FEW STORIES EMBODY the can-do Oregon spirit needed to jump-start the state’s schools more than the Gladstone Center for Children and Families.
Born of the unlikely opportunity presented by an empty Thriftway (bought by the Gladstone School District at a steep discount), coupled with some quick thinking and coalition-building by Gladstone Superintendent Bob Stewart, the center now houses 11 agencies. It provides everything from kindergarten classes to a relief nursery for at-risk children and evening classes for Spanish speakers seeking GEDs—all at a cost of less than $50,000 a year for the school district.
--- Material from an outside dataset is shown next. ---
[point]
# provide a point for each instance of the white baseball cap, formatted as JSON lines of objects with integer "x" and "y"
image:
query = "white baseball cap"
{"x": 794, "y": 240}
As our 2012 “Progress Report” on the metropolitan region’s schools amply shows, the highly uneven student achievement rates across the region demand serious, immediate attention. If all goes as planned, this month Governor John Kitzhaber and the Oregon Legislature will advance the most aggressive series of reforms for the state’s entire education system in more than two decades, personified by a soon-to-be hired education czar. But the Gladstone Center embodies the kind of bottom-up innovation Kitzhaber’s top-down agenda hopes to inspire. (See “Education Equation,”)
The efforts come not a moment too soon. According to a report released in December by the new, VIP-studded Oregon Education Investment Board created last year by Kitzhaber and the legislature, a whopping one in five Oregon students fails to get a high school diploma within five years, and the state may rank as low as 47th in the nation for the number of students it sends to college. After months of meetings, the investment board has outlined an ambitious goal dubbed “40/40/20” by 2025—sending 40 percent of Oregon students on to a bachelor’s degree, 40 percent to an associate’s degree, and seeing the other 20 percent at least graduate high school or receive a GED, not through command-control management but by stimulating innovation.
By any measure of current politics, it’s a long shot. Kitzhaber is playing the Zen archer, raising a bow and shooting bold ideas through the crossfire of teachers’ unions, school boards, parent groups, and at least one university’s president and faculty. His bull’s-eye is so far in the distance, he will never see it hit before he leaves office. The redesign is already helping current students improve some, but it’s the class of 2025 whom the reforms are really targeting. So far, so good: 11 percent more of them enrolled this year in prekindergarten programs like those offered at the Gladstone Center than did the class of 2024.
Kitzhaber is aiming other arrows at health care (moving from acute care to health management) and even the way the state budgets work (moving from a two-year cycle to longer-term planning). Backed against the wall by the Great Recession and its own strangely yin-yang balance of a 30-30 split in the House of Representatives, the legislature, at least through last year’s session, seemed willing to join in the long view—and the longer march to get there. Now, as a brutal national political season unfolds, with every news cycle seemingly producing a different frame for the future, Oregon may have the chance, again, to prove that “things look different here.”